The most abundant group of minerals in Earth’s crust, the structure of silicates are dominated by the silica tetrahedron, SiO44-, with metal ions occurring between tetrahedra). The mesodesmic bonds of the silicon tetrahedron allow extensive polymerization and silicates are classified according to the amount of linking that occurs between the tetrahedra.
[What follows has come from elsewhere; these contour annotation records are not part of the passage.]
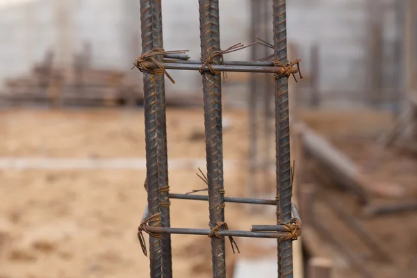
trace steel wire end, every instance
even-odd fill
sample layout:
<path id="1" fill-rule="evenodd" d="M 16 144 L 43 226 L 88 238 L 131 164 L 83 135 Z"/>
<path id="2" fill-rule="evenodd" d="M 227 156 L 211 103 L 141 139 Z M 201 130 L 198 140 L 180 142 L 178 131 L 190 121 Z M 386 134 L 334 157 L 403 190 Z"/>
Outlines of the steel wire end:
<path id="1" fill-rule="evenodd" d="M 210 234 L 208 234 L 209 238 L 213 238 L 213 236 L 215 236 L 218 238 L 222 238 L 222 236 L 220 235 L 219 231 L 222 229 L 229 229 L 227 224 L 222 221 L 218 222 L 215 226 L 213 226 L 211 224 L 208 223 L 208 227 L 210 227 L 210 229 L 211 229 L 211 231 L 210 231 Z M 233 254 L 236 254 L 235 247 L 236 247 L 236 250 L 238 250 L 238 253 L 240 253 L 240 250 L 239 250 L 239 247 L 238 247 L 238 245 L 233 236 L 229 236 L 229 240 L 230 240 L 230 245 L 231 246 L 231 250 L 233 251 Z"/>
<path id="2" fill-rule="evenodd" d="M 142 252 L 145 256 L 147 256 L 147 251 L 146 249 L 146 243 L 145 241 L 145 237 L 143 236 L 142 231 L 145 231 L 149 235 L 151 235 L 155 238 L 161 238 L 161 234 L 152 233 L 147 230 L 146 226 L 150 223 L 157 222 L 158 227 L 161 226 L 161 213 L 156 213 L 153 215 L 149 216 L 148 218 L 142 221 L 139 227 L 138 227 L 138 239 L 140 243 L 140 247 Z"/>
<path id="3" fill-rule="evenodd" d="M 195 173 L 195 174 L 197 174 L 197 177 L 200 178 L 201 180 L 203 181 L 204 182 L 204 183 L 206 183 L 207 185 L 207 186 L 208 186 L 208 179 L 207 179 L 207 177 L 206 177 L 204 173 L 203 173 L 203 171 L 202 171 L 202 170 L 199 168 L 199 167 L 198 167 L 198 170 L 199 171 L 199 172 L 201 173 L 202 175 L 200 176 L 198 173 Z M 186 193 L 186 195 L 188 195 L 189 194 L 195 193 L 197 192 L 207 191 L 208 190 L 208 188 L 204 188 L 204 189 L 195 189 L 190 192 Z"/>
<path id="4" fill-rule="evenodd" d="M 281 77 L 288 78 L 292 74 L 295 82 L 297 82 L 297 79 L 295 78 L 296 73 L 298 73 L 300 79 L 302 79 L 303 76 L 300 70 L 300 62 L 301 62 L 301 59 L 296 59 L 291 62 L 286 62 L 286 63 L 277 60 L 274 60 L 273 63 L 275 67 L 281 67 L 281 72 L 275 75 L 275 80 L 278 80 Z M 294 67 L 295 65 L 297 65 L 297 67 Z"/>
<path id="5" fill-rule="evenodd" d="M 239 42 L 231 47 L 227 48 L 224 50 L 218 50 L 213 51 L 211 54 L 208 56 L 207 59 L 204 59 L 203 58 L 200 58 L 200 62 L 202 62 L 202 66 L 199 70 L 199 72 L 201 74 L 203 74 L 204 72 L 204 69 L 206 67 L 208 68 L 208 71 L 213 74 L 216 75 L 220 73 L 220 72 L 216 71 L 214 67 L 213 67 L 213 64 L 214 64 L 214 59 L 216 57 L 220 58 L 220 65 L 224 65 L 224 58 L 223 57 L 224 54 L 227 54 L 231 52 L 238 51 L 239 50 L 242 50 L 247 47 L 252 47 L 252 45 L 256 44 L 259 43 L 259 42 L 254 42 L 247 45 L 244 45 L 243 43 Z M 222 72 L 223 73 L 223 82 L 226 81 L 226 79 L 227 78 L 227 73 L 226 72 Z"/>
<path id="6" fill-rule="evenodd" d="M 279 224 L 286 227 L 290 234 L 284 238 L 280 238 L 279 241 L 297 240 L 301 236 L 301 224 L 297 218 L 291 218 L 287 223 L 279 223 Z"/>
<path id="7" fill-rule="evenodd" d="M 177 50 L 177 51 L 165 51 L 163 49 L 161 48 L 154 48 L 152 51 L 149 53 L 145 53 L 138 57 L 136 60 L 133 62 L 133 67 L 131 70 L 137 67 L 140 72 L 147 72 L 151 74 L 163 74 L 165 76 L 167 77 L 168 79 L 172 83 L 172 84 L 175 84 L 175 81 L 171 77 L 170 74 L 166 71 L 166 70 L 163 67 L 163 65 L 156 60 L 156 56 L 158 55 L 165 55 L 165 54 L 185 54 L 186 52 L 188 51 L 188 50 Z M 158 70 L 156 69 L 149 69 L 148 68 L 145 63 L 146 62 L 154 62 L 156 66 L 158 67 Z"/>

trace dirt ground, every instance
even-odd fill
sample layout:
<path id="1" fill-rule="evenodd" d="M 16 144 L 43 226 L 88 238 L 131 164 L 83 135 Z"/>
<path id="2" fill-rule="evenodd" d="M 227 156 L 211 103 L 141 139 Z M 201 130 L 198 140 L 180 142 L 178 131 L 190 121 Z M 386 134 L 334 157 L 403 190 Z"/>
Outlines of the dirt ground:
<path id="1" fill-rule="evenodd" d="M 416 154 L 384 149 L 376 143 L 378 137 L 392 123 L 389 115 L 358 113 L 343 117 L 321 114 L 305 117 L 310 126 L 319 131 L 338 149 L 360 167 L 370 184 L 391 186 L 402 191 L 403 196 L 382 198 L 373 196 L 371 204 L 387 204 L 404 201 L 417 201 L 417 156 Z M 314 168 L 313 167 L 310 168 Z M 309 173 L 310 176 L 311 173 Z M 325 173 L 322 173 L 325 174 Z M 319 174 L 320 175 L 320 174 Z M 316 175 L 317 176 L 317 175 Z M 313 178 L 317 182 L 317 178 Z M 320 182 L 320 181 L 319 181 Z M 334 197 L 362 223 L 365 229 L 389 254 L 391 261 L 377 258 L 381 253 L 370 250 L 360 238 L 338 218 L 323 199 L 316 202 L 315 213 L 327 231 L 332 234 L 374 277 L 415 277 L 417 273 L 417 213 L 406 211 L 390 215 L 366 217 L 354 196 L 343 193 L 336 187 L 326 187 L 326 194 Z M 322 235 L 325 240 L 327 236 Z M 333 245 L 334 246 L 334 245 Z M 336 248 L 337 249 L 337 248 Z M 340 249 L 338 250 L 340 251 Z M 346 257 L 335 259 L 336 273 L 341 277 L 362 277 Z M 370 277 L 370 276 L 364 276 Z"/>
<path id="2" fill-rule="evenodd" d="M 202 111 L 169 109 L 167 113 L 171 161 L 204 159 Z M 224 129 L 224 158 L 237 161 L 235 167 L 224 171 L 226 195 L 244 197 L 247 114 L 239 111 L 225 111 L 224 114 L 225 122 L 231 123 Z M 375 138 L 392 122 L 389 115 L 331 111 L 304 113 L 302 118 L 343 149 L 373 179 L 400 184 L 408 190 L 409 197 L 415 193 L 414 159 L 390 152 L 381 154 L 375 147 Z M 0 156 L 143 158 L 143 121 L 140 110 L 1 111 Z M 200 167 L 204 166 L 203 163 Z M 197 169 L 170 171 L 171 192 L 181 193 L 204 187 L 196 172 Z M 145 175 L 144 170 L 0 170 L 0 278 L 148 277 L 149 259 L 142 254 L 136 236 L 146 202 L 142 186 Z M 353 198 L 332 192 L 361 217 Z M 335 230 L 338 238 L 363 258 L 376 277 L 415 277 L 407 276 L 416 265 L 414 213 L 363 220 L 386 247 L 393 248 L 398 258 L 395 263 L 405 270 L 398 272 L 391 264 L 373 260 L 363 244 L 320 206 L 318 203 L 318 215 L 338 227 Z M 230 229 L 249 230 L 252 224 L 275 221 L 273 213 L 254 215 L 246 208 L 227 204 L 226 220 Z M 172 227 L 207 228 L 208 213 L 206 202 L 172 200 Z M 236 241 L 242 252 L 238 255 L 231 254 L 227 243 L 229 277 L 238 256 L 261 257 L 265 252 L 276 252 L 275 247 L 265 247 L 270 246 L 266 243 L 254 245 L 245 238 Z M 172 236 L 172 250 L 176 277 L 211 277 L 208 238 Z M 343 276 L 338 277 L 359 277 L 341 258 L 336 260 L 338 274 Z"/>
<path id="3" fill-rule="evenodd" d="M 224 159 L 241 161 L 237 167 L 245 169 L 246 113 L 224 116 L 232 123 L 224 131 Z M 171 109 L 167 118 L 170 159 L 204 161 L 202 111 Z M 0 156 L 143 158 L 143 121 L 141 110 L 1 111 Z M 171 191 L 204 188 L 196 172 L 170 172 Z M 224 171 L 227 195 L 245 196 L 244 172 Z M 146 204 L 145 177 L 145 171 L 126 170 L 0 170 L 0 277 L 148 277 L 149 259 L 136 236 Z M 274 213 L 250 216 L 242 205 L 226 208 L 230 229 L 275 221 Z M 172 200 L 171 217 L 172 227 L 206 229 L 207 203 Z M 260 254 L 249 240 L 236 241 L 238 255 L 227 243 L 229 274 L 237 256 Z M 172 236 L 172 250 L 176 277 L 211 277 L 209 238 Z"/>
Orthosilicates, also called "nesosilicates," have isolated (unlinked) tetrahedra. The charge of isolated tetrahedra is balanced by other cations (Mg2+, Fe2+, Al3+, etc.). Common orthosilicates inlcude olivine and garnet
Disilicates, also called "sorosilicates," have paired tetrahedra. The most common disilicate is epidote.
Ring silicates, also called "cyclosilicates," consist of linked rings of tetrahedra. There are several types of rings
Si3O9 (rare), Si4O12 (also rare), and Si6O18 (common). The most common ring silcates are tourmaline and beryl.
Chain silicates, also called "inosilicates" occur in two forms: single chains of tetrahedra (pyroxenes) and double chains of tetrahedra (amphiboles).
Sheet silicates, also called "phyllosilicates," consist of sheets of tetrahedra. The most common sheet silicates are micas and clay minerals.
Framework silicates, also called "tectosilicates" are networks of tetrahedra. Quartz and feldspars are the most common framework silicates.

Silicate structures

All tetrahedral structures have net negative charge (except for the silica polymorphs) and cations required to balance charges. Cations also serve to bond negatively charged structural elements such as halogens and water. One complicating factor is that Al3+ commonly substitutes for Si4+ in chain, sheet and framework silicates.